Granted, she was technically here to get some photos of the three BFFs, probably to hang in their cave as they performed their spells for everlasting beauty and power, but she’d take the free massage regardless.
She’d never been so tired as she had been these past two days, and that included her first few months in New York at eighteen, when she first discovered other queer people and bars and didn’t sleep for a week. But so far, this trip to Bright Falls had left her feeling boneless and not in that blissed-out, postorgasmic way. More like she couldn’t find her footing, wobbling all over the place.
The only relief she’d really felt was when she pulled that tosser into the river last night.
God, that was fun.
Astrid didn’t think so, of course, which was an added bonus. As her stepsister had shoved a pair of spare sweats into Delilah’s arms last night, Astrid’s expression held none of the crestfallen hurt Delilah had glimpsed in Wisteria House’s foyer. No, it was all irritation, familiar and life-giving. The gods had gifted Delilah with a brand-new way to get under her stepsister’s skin, and she planned to milk it for all it was worth, which had to be done carefully, artfully, if she was going to keep her job. But thinking of creative ways to piss off Astrid’s beloved just made it all the more fun. Plus, Spencer was a walking golden-haired advertisement for the patriarchy, so it wasn’t like any cleverly disguised insults she could toss his way weren’t justified.
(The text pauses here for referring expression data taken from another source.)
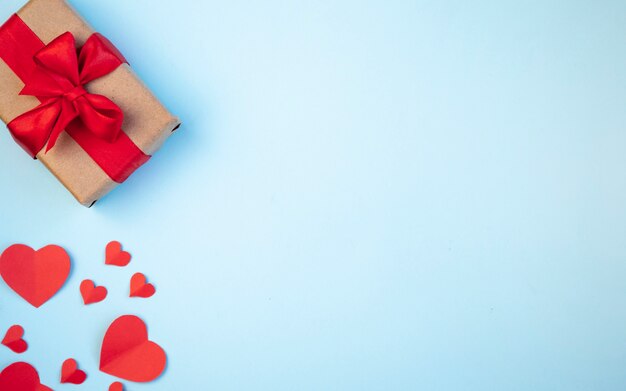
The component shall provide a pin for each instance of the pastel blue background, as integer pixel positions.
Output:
(365, 195)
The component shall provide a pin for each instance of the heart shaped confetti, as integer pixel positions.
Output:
(70, 372)
(114, 255)
(139, 287)
(128, 354)
(92, 293)
(21, 376)
(13, 339)
(116, 386)
(35, 275)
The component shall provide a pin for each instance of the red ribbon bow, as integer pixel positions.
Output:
(58, 81)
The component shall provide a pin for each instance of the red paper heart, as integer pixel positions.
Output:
(128, 354)
(13, 339)
(139, 288)
(116, 386)
(92, 294)
(70, 372)
(114, 255)
(35, 275)
(21, 376)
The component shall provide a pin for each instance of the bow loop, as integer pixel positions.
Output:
(59, 59)
(58, 81)
(97, 58)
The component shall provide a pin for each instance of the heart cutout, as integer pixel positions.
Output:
(70, 372)
(35, 275)
(21, 376)
(128, 354)
(139, 287)
(116, 386)
(92, 293)
(114, 255)
(13, 339)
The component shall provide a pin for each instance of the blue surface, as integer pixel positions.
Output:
(365, 195)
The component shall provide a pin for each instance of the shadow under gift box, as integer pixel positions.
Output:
(146, 121)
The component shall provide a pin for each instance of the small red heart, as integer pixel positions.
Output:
(139, 288)
(116, 386)
(35, 275)
(92, 294)
(13, 339)
(70, 372)
(128, 354)
(21, 376)
(114, 255)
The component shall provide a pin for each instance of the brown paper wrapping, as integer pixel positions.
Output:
(146, 121)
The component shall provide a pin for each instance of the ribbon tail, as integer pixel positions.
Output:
(67, 115)
(100, 115)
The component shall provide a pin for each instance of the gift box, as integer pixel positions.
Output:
(70, 99)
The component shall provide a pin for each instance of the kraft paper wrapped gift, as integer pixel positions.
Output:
(72, 123)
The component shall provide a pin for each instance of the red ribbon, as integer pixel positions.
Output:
(56, 74)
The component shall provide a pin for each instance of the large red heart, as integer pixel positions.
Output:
(21, 376)
(35, 275)
(128, 354)
(13, 339)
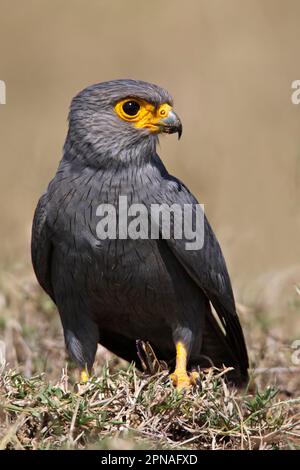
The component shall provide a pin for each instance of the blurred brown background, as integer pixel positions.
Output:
(229, 66)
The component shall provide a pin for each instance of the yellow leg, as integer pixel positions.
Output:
(180, 377)
(84, 376)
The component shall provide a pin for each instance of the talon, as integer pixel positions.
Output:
(182, 380)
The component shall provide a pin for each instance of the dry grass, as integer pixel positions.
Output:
(42, 406)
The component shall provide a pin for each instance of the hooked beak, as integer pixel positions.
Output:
(171, 124)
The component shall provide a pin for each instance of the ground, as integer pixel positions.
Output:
(42, 405)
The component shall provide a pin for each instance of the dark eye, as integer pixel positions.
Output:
(131, 107)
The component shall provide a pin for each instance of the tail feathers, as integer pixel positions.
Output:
(217, 351)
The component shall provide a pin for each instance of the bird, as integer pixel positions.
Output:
(116, 291)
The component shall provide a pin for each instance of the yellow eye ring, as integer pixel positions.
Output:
(128, 109)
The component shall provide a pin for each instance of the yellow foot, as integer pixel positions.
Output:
(183, 380)
(84, 376)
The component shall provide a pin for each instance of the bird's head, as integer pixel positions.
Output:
(120, 119)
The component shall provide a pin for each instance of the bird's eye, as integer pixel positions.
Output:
(131, 108)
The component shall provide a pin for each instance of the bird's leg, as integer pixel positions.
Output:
(84, 376)
(180, 377)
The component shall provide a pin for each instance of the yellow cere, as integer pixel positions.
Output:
(147, 116)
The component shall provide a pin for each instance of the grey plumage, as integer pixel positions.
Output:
(117, 291)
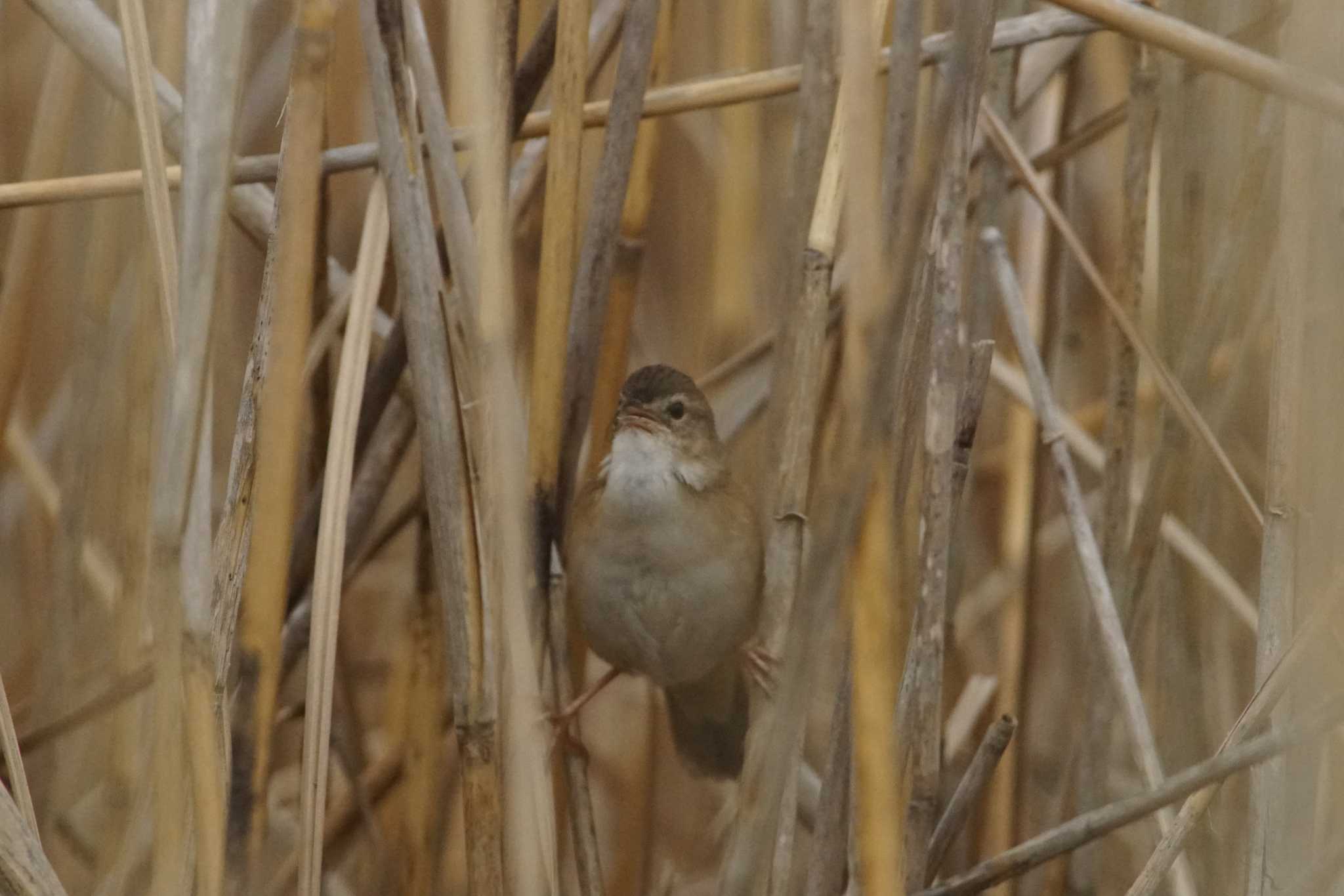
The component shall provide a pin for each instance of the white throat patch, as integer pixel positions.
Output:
(642, 469)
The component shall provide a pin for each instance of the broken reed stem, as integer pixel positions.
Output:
(437, 393)
(625, 274)
(1099, 823)
(593, 277)
(278, 410)
(180, 501)
(969, 402)
(1118, 436)
(1211, 51)
(1285, 668)
(1171, 390)
(49, 134)
(312, 50)
(555, 283)
(831, 825)
(94, 707)
(582, 826)
(24, 870)
(925, 656)
(390, 366)
(450, 192)
(972, 785)
(555, 288)
(14, 765)
(705, 93)
(158, 206)
(1089, 556)
(1173, 533)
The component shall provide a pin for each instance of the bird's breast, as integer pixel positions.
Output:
(667, 587)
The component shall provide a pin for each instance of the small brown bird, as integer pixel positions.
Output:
(664, 556)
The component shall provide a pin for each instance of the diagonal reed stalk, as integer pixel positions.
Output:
(24, 868)
(1099, 589)
(1167, 384)
(1077, 832)
(440, 398)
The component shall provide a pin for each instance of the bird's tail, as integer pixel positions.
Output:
(710, 720)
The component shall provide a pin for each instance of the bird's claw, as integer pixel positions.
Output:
(562, 734)
(763, 666)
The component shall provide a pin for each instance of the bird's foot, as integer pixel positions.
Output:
(763, 666)
(561, 722)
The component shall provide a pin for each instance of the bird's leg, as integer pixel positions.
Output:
(562, 719)
(761, 665)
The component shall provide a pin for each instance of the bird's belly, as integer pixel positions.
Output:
(665, 603)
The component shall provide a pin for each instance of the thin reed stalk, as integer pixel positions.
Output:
(702, 93)
(278, 413)
(1089, 555)
(23, 866)
(315, 47)
(925, 656)
(969, 789)
(1101, 821)
(597, 251)
(441, 425)
(1171, 390)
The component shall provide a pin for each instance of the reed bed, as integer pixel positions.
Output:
(1022, 324)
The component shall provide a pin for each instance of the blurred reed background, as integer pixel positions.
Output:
(284, 461)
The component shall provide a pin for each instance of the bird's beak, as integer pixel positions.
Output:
(639, 418)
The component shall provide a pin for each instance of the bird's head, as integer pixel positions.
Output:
(665, 406)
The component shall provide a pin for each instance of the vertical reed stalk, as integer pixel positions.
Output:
(925, 657)
(278, 417)
(312, 51)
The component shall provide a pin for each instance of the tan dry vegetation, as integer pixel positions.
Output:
(1027, 597)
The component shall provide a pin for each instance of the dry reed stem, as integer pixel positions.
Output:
(597, 255)
(24, 870)
(278, 410)
(437, 397)
(530, 169)
(14, 766)
(158, 206)
(1173, 533)
(331, 531)
(377, 781)
(1234, 262)
(555, 287)
(704, 93)
(831, 825)
(1118, 436)
(377, 468)
(94, 707)
(976, 696)
(1211, 51)
(1171, 390)
(1089, 556)
(450, 193)
(796, 384)
(180, 502)
(47, 138)
(391, 363)
(969, 789)
(1099, 823)
(1272, 828)
(925, 657)
(625, 275)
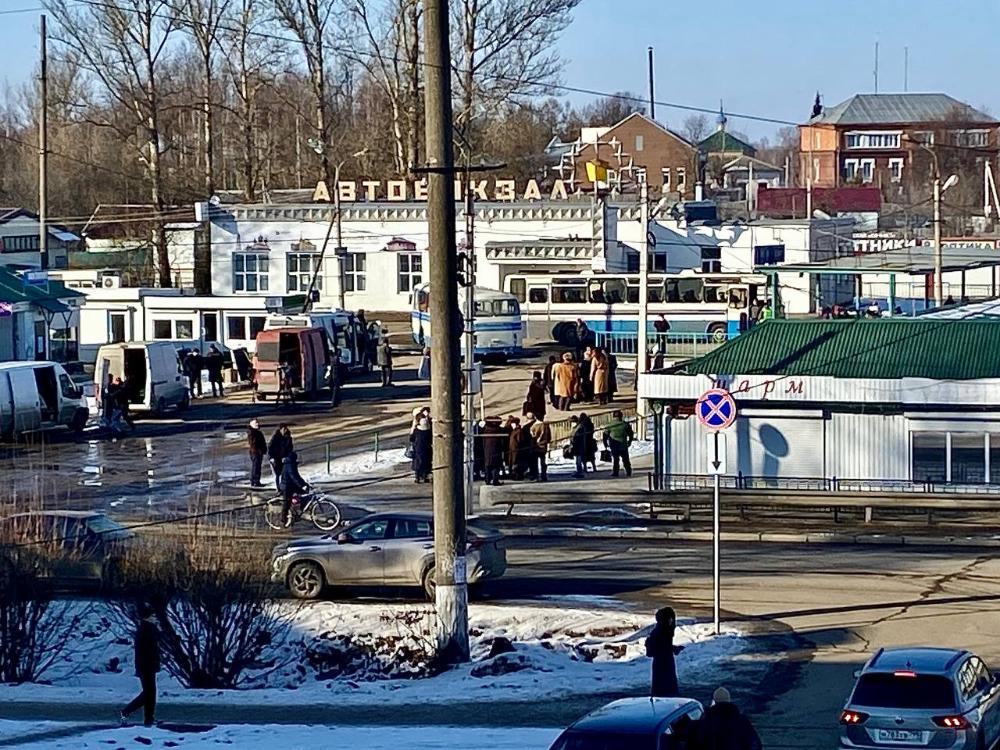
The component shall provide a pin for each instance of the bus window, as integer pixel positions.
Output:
(538, 295)
(614, 291)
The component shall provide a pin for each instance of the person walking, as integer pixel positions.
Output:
(534, 401)
(422, 451)
(385, 359)
(724, 727)
(278, 449)
(618, 437)
(147, 664)
(660, 646)
(565, 381)
(214, 364)
(257, 446)
(541, 437)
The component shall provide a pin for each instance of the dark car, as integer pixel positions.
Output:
(633, 724)
(67, 548)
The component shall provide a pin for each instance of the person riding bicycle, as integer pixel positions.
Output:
(291, 484)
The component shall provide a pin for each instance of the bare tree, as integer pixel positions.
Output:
(121, 45)
(695, 127)
(503, 50)
(203, 21)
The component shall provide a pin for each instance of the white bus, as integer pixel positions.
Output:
(698, 304)
(497, 324)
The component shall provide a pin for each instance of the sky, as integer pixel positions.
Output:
(766, 58)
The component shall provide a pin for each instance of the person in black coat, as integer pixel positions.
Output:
(147, 664)
(422, 452)
(660, 646)
(257, 447)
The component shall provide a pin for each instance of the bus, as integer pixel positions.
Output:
(715, 306)
(497, 325)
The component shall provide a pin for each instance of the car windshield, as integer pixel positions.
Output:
(886, 690)
(580, 740)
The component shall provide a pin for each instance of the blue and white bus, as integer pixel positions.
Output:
(498, 328)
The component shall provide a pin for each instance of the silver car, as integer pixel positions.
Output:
(923, 697)
(385, 549)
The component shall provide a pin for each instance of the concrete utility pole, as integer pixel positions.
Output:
(43, 152)
(449, 491)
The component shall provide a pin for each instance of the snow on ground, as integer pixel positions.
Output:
(56, 736)
(360, 653)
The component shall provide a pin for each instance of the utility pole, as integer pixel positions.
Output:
(43, 152)
(451, 596)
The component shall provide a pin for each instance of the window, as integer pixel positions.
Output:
(409, 268)
(711, 260)
(301, 268)
(162, 329)
(354, 272)
(250, 272)
(896, 170)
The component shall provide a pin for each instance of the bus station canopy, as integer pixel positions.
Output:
(906, 260)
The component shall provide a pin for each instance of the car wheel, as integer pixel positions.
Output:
(305, 580)
(429, 584)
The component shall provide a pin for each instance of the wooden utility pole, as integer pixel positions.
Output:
(449, 491)
(43, 151)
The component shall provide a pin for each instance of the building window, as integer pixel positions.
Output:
(711, 260)
(409, 267)
(354, 272)
(896, 170)
(250, 272)
(301, 267)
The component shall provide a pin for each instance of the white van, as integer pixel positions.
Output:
(39, 396)
(151, 371)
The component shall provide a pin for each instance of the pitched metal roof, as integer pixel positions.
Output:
(898, 109)
(887, 348)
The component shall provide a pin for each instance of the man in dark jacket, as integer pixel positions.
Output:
(724, 727)
(214, 364)
(147, 664)
(618, 436)
(257, 446)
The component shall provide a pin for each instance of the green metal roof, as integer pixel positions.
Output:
(861, 348)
Her determination grew even more as she stood there in the resort’s lobby, fighting to keep her face neutral as it became more and more clear that Astrid hadn’t actually booked four rooms. She’d booked three for herself, Iris, and Claire, and Delilah hadn’t even been an afterthought. She tried not to notice how her heart tripped in her chest, her throat grew a little thicker, a horrible cocktail of anger, annoyance, and hurt.
Claire stepped a little closer to her, and Delilah tried not to notice that either. Her body, however, had other plans, and she felt herself straightening and then leaning toward the other woman, just enough that her shoulder barely brushed Claire’s.